The governments of Canada and Nova Scotia have announced a three-member panel will conduct an independent review into the mass shootings that began in Portapique on April 18 and 19.
The panel will consider the causes that led to the event, as well as evaluating the police response, how well authorities informed the public of what was transpiring and what was done to support and engage victims, families and residents.
The panel will be chaired by former Chief Justice of Nova Scotia Michael MacDonald.
It also includes former Deputy Prime Minister Anne McLellan and Leanne Fitch who served as Fredericton chief of police for seven years during her 34-year municipal policing career.
Minister of Public Safety and Emergency Preparedness Bill Blair and Nova Scotia Attorney General and Minister of Justice Mark Furey have committed the agencies and organizations under their jurisdictions to cooperate with this review and provide the panel with whatever it needs to fulfill its mandate.
Those organizations include the RCMP, the Canada Firearms Program, the Canada Border Services Agency, the Criminal Intelligence Service and the national Alert Ready program.
When announcing the independent panel, both ministers were repeatedly asked why their governments didn’t move forward instead with an inquiry with the power to compel testimony under oath.
Furey said they heard from families affected by the tragedy that they wanted answers and they wanted them in a timely fashion.
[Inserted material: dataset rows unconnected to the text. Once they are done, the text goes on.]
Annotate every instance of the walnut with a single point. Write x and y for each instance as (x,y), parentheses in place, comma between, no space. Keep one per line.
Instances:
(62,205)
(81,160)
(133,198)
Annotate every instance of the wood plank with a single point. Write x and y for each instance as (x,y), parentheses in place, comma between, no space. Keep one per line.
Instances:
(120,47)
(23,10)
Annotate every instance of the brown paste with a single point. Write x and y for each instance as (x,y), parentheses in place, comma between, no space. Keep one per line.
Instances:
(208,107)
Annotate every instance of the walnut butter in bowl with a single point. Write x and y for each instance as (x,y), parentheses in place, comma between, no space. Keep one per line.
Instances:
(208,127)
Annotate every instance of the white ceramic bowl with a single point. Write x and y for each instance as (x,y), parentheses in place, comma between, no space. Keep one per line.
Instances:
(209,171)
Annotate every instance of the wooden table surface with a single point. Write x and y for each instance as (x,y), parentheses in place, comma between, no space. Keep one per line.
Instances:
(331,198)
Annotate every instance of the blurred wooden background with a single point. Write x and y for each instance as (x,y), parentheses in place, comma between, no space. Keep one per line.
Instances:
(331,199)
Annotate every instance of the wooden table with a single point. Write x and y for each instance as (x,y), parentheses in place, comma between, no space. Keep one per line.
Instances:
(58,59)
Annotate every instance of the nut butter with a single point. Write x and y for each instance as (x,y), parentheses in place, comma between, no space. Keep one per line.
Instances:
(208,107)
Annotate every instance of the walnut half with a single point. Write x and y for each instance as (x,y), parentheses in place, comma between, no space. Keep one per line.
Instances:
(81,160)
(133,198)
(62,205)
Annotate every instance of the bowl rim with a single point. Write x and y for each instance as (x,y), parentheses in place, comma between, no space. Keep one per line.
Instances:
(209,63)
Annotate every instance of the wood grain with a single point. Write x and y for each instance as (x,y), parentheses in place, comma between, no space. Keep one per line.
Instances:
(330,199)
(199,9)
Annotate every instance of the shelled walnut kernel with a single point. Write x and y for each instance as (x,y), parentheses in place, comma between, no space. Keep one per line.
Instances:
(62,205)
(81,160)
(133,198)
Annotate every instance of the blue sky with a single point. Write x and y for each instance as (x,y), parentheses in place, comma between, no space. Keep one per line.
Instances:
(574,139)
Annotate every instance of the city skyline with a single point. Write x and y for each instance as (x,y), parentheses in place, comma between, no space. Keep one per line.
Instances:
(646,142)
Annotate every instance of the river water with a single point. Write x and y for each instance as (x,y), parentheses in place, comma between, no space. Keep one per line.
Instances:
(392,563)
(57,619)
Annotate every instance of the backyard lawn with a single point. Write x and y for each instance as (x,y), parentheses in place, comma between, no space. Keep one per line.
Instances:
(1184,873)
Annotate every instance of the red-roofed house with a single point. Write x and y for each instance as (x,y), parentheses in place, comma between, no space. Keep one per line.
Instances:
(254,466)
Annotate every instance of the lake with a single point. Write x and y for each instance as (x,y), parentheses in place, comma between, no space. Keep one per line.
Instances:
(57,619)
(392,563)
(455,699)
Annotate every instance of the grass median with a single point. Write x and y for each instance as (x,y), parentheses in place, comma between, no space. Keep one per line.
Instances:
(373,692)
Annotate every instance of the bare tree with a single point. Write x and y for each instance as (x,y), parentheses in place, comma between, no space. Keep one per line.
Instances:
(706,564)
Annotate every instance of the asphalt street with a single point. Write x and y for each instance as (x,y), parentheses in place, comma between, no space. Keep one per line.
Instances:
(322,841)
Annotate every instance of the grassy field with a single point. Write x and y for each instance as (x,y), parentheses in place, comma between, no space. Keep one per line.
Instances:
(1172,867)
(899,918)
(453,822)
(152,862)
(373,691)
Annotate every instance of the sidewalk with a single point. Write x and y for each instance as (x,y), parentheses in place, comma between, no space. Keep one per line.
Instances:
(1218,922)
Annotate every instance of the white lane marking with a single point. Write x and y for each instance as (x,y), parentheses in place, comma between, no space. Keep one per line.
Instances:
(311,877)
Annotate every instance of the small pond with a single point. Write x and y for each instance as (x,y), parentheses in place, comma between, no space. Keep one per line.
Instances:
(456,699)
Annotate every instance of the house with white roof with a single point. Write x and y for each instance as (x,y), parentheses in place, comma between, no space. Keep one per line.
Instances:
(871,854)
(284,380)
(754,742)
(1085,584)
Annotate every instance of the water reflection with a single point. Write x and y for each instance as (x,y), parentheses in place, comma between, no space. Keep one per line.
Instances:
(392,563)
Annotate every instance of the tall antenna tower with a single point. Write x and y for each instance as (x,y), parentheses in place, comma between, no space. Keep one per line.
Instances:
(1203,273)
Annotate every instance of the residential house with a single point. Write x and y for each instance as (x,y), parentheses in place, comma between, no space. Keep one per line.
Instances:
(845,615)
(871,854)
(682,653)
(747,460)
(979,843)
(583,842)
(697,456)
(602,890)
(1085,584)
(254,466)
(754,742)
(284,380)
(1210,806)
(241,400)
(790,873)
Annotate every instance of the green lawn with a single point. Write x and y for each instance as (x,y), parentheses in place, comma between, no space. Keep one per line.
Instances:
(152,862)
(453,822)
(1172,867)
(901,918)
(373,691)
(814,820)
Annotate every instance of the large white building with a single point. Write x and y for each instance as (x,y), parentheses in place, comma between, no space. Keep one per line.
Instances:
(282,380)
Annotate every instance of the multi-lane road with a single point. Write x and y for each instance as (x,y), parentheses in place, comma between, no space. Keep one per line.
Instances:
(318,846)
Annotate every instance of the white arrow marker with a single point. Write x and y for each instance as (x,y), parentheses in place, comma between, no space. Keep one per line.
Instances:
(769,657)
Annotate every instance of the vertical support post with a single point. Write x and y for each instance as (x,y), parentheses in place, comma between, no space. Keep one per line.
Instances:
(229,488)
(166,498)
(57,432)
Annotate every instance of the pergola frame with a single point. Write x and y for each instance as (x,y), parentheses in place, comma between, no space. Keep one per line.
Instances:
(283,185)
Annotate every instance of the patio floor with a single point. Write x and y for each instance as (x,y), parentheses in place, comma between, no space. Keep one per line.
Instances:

“We felt that the review process itself, provided the most timely opportunity in setting up a panel and the most timely opportunity for the earliest responses,” Furey said.
The three-member panel have been tasked with not only examining the actions that led up to the tragedy, but also to form recommendations for government and law enforcement agencies to prevent something like this from happening or to be better prepared if it does happen again.
The panel cannot compel those bodies to follow their recommendations, but Furey said his department will be taking their responses seriously.
“It’s the commitment of individual governments to ensure that recommendations are implemented," Furey said. "I think I can speak for both Minister Blair and myself that that is our objective.”
Both levels of government have heard calls for a review of this April’s events since it took place.
Around 300 people marched on the Bible Hill RCMP detachment Wednesday morning, calling again for an inquiry into the shootings.
Furey said his office and their federal counterparts needed the time to find the right process and the right people.
“That experience in judicial fact-finding, that experience in the areas of gender-based violence and intimate partner violence, that experience in understanding government, provincial and federal relations, public policy, was critical to ensure that the review panel was positioned to be successful," he said.
The panel now has until February 28, 2021, to present an interim report, which will also be made available to the public.
The panel’s final report setting out findings and recommendations will be delivered to the ministers by August 31, 2021.